The New Testament contains several Greek words translated into the English word “life”. Two of them are used most frequently; zoe (dzo-ay') (135 times) and psuche (psoo-khay') (103 times). Context of usage reveals that both words have more than one meaning in the New Testament. It was necessary to convey the varied nuances related to the concept of life.
The Greek word zoe is used often in the New Testament in reference to life in fullness or in the absolute sense. In the absolute sense it refers to the perfect, eternal, higher life of God.
The Greek word psuche is most often translated “life” and “soul” in the New Testament. Context of usage guides interpretation. When context dictates an interpretation of “life”, psuche generally refers to the temporal, earthly life of man that is shared in common with the animals. Psuche is interpreted as “soul” in the New Testament only when its context is more specifically related to the immaterial part of man, the seat of his personality. Regardless of whether interpreted as “life” or “soul”, psuche is commonly used in the New Testament to refer to the earthly, temporal, lower life of man.
The Greek words zoe and psuche are sometimes used together in the New Testament in contrast to one another. For example, “He who loves his life (psuche) loses it, and he who hates his life (psuche) in this world will keep it to life (zoe) eternal” (John 12:25).
The contrast between psuche and zoe can be distinguished as follows:
According to the Bible, if mankind is to move beyond the mere practice of religion and enjoy the fullness of God he must receive new life that is heavenly or eternal in nature. The absolute highest quality of life; it is the very life (zoe) of God.
God initiated a selfless, irrevocable covenant before the foundation of the world by which He could justly share His life (zoe) with undeserving, fallen man (Isaiah 53:10; John 6:39; Titus 3:5-7; Hebrews 6:19-7:3; 7:11-8:6; 9:11-17, 23-28; 10:5-10, 19-25; 12-14; 29-39; 11:1-12:17; 12:22-29; 13:10-14; 20-21; etc.).
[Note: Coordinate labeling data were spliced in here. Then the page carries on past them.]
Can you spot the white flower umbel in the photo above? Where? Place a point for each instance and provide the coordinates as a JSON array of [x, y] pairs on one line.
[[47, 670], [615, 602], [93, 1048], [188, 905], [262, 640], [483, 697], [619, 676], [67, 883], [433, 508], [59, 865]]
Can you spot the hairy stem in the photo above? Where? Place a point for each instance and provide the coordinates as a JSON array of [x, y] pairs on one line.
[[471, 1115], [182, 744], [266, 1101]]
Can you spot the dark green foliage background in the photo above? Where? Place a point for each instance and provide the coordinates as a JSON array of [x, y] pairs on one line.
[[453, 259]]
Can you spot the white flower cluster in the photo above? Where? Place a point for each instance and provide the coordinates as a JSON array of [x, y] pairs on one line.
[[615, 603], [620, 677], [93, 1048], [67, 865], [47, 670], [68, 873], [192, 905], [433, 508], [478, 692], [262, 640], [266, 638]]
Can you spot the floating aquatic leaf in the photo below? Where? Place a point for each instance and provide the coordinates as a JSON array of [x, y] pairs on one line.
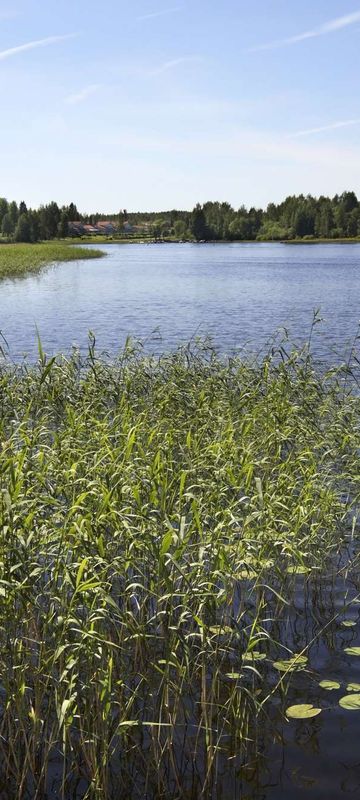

Known as the Eternal Covenant, its fundamental stipulations included the sacrificial death of the Son for the payment of all human transgression of divine law and His resurrection to new life by the Father. Its benefit is applied to the elect by the Spirit. The Eternal Covenant is the sole basis for reconciliation between God and man.
The ultimate benefit of the Eternal Covenant is new life. By grace through faith alone, the New Testament church is privileged to share life with the Mediator of the covenant, Jesus Christ.
Concordant with the stipulations of the Eternal Covenant, the sharing of divine life (zoe) necessitates the regeneration of fallen mankind. Generally speaking, to generate means to create or produce. To generate life is to create or produce life. In contrast, to degenerate means to decline or fall to a less desirable state. Degeneration of life speaks of a decline in quality of life. Regeneration means to reform or recreate in a new and improved state. To regenerate life is to reform or recreate life to a new and improved state.
In the Bible, regeneration is a gracious act of God by which He reforms or recreates degenerate man into a new state of life. The new state of life is suitable for accommodation by His indwelling life (zoe).